French anti-drug office decodes narcotrafficking mechanics

France's Office antistupéfiants (Ofast) has analyzed the scale of narcotrafficking in a confidential report. The document states that 70 tonnes of cocaine were seized in the first ten months of 2025, a 30% increase from 2024. Additionally, 96 tonnes of cannabis were intercepted over the same period.

French criminal groups have built a formidable pyramidal system, according to a status report by the Office antistupéfiants (Ofast). This confidential report, focused on the threat level in 2025, was prepared with input from over thirty French services and shared with Le Figaro the alarming drug seizure figures.

In the first ten months of the year, 70 tonnes of cocaine were seized, a 30% increase from the 53.5 tonnes intercepted in 2024, already a record year. For cannabis, 96 tonnes were confiscated, nearly matching the 100 tonnes from the previous year. The Ofast, a specialized unit of the National Directorate of the Judicial Police, targets the upper and middle levels of these networks.
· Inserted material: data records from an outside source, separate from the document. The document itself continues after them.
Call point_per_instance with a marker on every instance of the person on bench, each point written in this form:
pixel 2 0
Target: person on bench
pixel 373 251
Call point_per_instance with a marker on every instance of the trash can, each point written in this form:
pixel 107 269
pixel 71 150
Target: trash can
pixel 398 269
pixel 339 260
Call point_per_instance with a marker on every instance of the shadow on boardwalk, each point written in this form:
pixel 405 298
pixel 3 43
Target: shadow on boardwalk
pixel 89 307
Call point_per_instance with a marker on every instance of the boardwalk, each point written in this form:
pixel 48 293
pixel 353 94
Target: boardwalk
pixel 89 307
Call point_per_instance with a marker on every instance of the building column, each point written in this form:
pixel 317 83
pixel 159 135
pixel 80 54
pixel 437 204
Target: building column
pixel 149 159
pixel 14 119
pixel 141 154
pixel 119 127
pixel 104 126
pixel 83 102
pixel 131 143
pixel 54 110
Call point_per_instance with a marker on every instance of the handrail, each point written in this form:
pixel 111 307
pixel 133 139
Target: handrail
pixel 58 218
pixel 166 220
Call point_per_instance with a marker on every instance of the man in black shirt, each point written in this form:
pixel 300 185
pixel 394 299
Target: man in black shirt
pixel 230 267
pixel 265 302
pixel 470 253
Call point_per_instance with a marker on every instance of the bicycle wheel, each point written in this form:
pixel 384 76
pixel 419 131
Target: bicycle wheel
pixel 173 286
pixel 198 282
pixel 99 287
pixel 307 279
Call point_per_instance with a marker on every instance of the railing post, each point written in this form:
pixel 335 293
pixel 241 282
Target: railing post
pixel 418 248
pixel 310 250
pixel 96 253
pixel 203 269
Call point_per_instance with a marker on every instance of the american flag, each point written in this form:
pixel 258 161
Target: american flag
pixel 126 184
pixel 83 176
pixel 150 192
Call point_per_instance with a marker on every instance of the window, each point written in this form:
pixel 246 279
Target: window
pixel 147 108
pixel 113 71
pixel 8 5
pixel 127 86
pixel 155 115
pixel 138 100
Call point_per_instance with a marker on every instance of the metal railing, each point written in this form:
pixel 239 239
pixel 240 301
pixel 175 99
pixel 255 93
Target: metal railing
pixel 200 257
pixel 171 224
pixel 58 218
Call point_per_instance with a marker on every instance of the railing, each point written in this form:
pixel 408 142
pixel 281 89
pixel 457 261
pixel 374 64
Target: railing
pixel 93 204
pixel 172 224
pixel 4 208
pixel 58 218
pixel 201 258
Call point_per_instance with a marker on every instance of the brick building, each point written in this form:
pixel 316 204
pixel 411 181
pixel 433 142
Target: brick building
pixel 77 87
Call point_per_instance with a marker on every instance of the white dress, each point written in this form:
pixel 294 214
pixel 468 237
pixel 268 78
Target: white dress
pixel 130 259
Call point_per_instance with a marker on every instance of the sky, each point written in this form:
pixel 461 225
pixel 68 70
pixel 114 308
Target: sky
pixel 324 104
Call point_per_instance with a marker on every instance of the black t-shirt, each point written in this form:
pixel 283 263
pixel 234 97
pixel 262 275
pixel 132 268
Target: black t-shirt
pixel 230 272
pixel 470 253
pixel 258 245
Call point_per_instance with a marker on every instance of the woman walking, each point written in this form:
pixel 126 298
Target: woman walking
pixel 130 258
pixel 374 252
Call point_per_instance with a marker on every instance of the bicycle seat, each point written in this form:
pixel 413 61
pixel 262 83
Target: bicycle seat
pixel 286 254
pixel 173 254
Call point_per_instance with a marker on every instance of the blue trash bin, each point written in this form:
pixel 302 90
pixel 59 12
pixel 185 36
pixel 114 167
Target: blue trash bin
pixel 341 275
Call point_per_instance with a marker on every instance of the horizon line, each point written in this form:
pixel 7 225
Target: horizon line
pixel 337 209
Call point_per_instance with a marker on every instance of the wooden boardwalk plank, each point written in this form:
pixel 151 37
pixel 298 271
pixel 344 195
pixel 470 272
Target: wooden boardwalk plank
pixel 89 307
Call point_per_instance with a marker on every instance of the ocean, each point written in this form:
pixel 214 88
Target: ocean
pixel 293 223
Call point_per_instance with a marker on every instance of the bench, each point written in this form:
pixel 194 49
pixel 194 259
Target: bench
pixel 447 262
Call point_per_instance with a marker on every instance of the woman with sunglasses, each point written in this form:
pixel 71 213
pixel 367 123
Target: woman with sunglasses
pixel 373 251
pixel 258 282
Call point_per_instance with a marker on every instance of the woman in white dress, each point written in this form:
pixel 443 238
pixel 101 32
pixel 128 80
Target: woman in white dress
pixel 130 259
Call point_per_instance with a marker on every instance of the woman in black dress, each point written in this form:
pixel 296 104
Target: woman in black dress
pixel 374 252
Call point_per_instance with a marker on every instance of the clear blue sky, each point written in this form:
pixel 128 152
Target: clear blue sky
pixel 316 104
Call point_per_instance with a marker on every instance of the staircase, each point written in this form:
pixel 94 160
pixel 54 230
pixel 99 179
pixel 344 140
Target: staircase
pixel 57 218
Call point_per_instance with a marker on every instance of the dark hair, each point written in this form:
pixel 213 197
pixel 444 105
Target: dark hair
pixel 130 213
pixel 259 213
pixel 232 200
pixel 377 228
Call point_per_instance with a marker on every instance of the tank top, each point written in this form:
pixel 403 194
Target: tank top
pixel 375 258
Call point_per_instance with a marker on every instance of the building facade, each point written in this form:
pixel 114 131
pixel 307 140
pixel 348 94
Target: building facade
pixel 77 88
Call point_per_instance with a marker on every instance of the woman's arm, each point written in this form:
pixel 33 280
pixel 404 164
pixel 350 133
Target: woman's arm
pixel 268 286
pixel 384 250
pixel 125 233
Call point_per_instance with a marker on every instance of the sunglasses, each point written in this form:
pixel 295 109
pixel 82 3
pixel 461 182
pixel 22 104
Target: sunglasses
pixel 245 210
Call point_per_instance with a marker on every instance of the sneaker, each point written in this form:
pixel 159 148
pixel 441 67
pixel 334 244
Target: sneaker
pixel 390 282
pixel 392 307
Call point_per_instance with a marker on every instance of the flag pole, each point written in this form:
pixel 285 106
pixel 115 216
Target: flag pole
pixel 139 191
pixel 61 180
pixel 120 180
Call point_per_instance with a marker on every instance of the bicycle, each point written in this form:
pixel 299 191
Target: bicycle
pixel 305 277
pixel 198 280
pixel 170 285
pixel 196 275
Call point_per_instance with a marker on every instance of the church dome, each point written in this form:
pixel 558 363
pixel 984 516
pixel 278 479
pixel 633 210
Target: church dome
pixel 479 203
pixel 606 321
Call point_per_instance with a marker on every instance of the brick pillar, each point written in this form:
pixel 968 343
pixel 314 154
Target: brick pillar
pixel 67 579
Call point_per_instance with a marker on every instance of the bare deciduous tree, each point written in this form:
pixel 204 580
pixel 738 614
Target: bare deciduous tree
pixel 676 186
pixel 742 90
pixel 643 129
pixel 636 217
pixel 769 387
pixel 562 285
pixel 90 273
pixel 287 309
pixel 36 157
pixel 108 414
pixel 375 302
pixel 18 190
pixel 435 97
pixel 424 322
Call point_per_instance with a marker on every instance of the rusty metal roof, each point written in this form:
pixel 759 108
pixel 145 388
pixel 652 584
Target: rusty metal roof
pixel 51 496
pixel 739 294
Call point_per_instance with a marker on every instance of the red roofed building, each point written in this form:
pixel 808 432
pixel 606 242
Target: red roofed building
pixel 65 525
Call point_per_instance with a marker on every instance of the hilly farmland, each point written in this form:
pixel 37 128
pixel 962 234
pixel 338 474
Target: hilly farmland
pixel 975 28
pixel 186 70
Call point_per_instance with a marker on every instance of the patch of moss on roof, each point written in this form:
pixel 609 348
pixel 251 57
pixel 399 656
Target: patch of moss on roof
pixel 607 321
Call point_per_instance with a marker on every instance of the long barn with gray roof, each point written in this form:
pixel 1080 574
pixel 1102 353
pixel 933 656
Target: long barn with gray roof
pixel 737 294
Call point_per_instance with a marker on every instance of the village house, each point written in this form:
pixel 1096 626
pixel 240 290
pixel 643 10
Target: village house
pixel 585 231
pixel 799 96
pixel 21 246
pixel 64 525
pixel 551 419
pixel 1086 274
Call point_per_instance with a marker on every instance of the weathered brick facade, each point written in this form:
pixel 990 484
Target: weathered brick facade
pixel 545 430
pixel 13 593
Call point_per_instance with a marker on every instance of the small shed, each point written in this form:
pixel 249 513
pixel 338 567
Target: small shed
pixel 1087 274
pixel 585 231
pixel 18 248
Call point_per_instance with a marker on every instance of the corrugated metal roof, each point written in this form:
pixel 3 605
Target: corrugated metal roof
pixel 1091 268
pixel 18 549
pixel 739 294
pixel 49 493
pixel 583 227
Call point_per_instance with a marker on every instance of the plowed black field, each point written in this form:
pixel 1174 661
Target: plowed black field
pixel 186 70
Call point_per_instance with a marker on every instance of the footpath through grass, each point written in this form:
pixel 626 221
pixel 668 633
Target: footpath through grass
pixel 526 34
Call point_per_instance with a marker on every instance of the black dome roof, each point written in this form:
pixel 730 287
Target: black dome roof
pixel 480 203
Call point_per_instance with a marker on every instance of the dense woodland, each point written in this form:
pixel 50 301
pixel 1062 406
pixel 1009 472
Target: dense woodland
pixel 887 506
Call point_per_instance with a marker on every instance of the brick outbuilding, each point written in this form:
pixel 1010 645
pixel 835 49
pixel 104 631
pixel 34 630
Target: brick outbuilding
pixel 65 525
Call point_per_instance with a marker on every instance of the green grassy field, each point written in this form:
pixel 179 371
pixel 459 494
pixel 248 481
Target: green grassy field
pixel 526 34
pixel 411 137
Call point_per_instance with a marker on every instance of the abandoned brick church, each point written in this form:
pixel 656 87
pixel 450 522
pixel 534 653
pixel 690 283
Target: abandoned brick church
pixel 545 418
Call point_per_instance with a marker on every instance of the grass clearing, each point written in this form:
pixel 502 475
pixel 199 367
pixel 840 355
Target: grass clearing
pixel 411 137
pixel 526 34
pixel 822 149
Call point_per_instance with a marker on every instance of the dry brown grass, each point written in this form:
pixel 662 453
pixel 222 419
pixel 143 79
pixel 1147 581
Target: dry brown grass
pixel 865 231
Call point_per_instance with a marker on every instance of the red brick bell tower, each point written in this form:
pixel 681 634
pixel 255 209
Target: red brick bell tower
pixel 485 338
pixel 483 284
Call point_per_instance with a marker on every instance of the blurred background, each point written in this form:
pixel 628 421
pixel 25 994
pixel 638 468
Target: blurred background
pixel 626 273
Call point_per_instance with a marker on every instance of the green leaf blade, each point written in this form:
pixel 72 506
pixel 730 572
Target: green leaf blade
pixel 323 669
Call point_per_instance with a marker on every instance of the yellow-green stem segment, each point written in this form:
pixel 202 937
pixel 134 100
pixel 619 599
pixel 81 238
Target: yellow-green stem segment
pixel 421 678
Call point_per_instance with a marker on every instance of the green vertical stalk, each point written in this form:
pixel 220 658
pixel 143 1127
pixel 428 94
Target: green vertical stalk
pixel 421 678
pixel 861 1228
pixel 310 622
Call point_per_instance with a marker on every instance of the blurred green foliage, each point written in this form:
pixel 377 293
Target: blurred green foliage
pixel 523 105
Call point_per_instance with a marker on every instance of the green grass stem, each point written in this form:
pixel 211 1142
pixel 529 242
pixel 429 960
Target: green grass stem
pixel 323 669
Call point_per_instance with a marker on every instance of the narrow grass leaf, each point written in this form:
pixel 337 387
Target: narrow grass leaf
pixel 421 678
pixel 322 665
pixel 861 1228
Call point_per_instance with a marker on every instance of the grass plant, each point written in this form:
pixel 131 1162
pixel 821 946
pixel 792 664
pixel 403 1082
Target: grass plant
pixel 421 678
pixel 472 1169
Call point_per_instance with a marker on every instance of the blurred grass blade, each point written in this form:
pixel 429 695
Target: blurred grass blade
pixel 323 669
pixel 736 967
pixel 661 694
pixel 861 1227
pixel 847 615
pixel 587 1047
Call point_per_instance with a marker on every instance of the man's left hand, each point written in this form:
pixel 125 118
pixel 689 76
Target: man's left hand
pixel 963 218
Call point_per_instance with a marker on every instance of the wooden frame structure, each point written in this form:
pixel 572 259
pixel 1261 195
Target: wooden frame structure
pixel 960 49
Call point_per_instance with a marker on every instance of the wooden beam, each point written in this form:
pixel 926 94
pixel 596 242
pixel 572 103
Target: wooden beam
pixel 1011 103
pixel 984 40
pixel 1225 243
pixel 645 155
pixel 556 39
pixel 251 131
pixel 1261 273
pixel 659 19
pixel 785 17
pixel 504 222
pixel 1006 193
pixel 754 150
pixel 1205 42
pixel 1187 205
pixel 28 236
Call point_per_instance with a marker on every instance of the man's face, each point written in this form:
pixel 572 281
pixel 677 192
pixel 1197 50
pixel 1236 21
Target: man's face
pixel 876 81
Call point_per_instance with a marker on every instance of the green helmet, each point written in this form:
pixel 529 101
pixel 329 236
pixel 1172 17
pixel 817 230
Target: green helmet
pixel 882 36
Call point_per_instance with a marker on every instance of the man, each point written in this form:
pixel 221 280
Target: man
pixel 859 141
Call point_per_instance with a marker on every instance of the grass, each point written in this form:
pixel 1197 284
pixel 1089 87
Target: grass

The document outlines the 'implacable mechanics' established by these criminal organizations, which are corroding the entire country. Terms like 'cartellisation', 'mexicanisation', 'narchomicides', or 'sicarios' highlight the phenomenon's scale, though the jargon no longer suffices to encapsulate it. Separately, an analysis critiques the narcotrafficking law of July 21, 2025, which, despite advances, fails to explicitly name 'mafias', unlike Italy's approach in 1982. An anonymous magistrate laments: 'We should have looked our mafias straight in the eye and sounded the death knell. But we refused to name the evil.' Groups like DZ Mafia or the Ben Faïza are cited as mafia-like examples, with around 300 'Ndrangheta members present in France.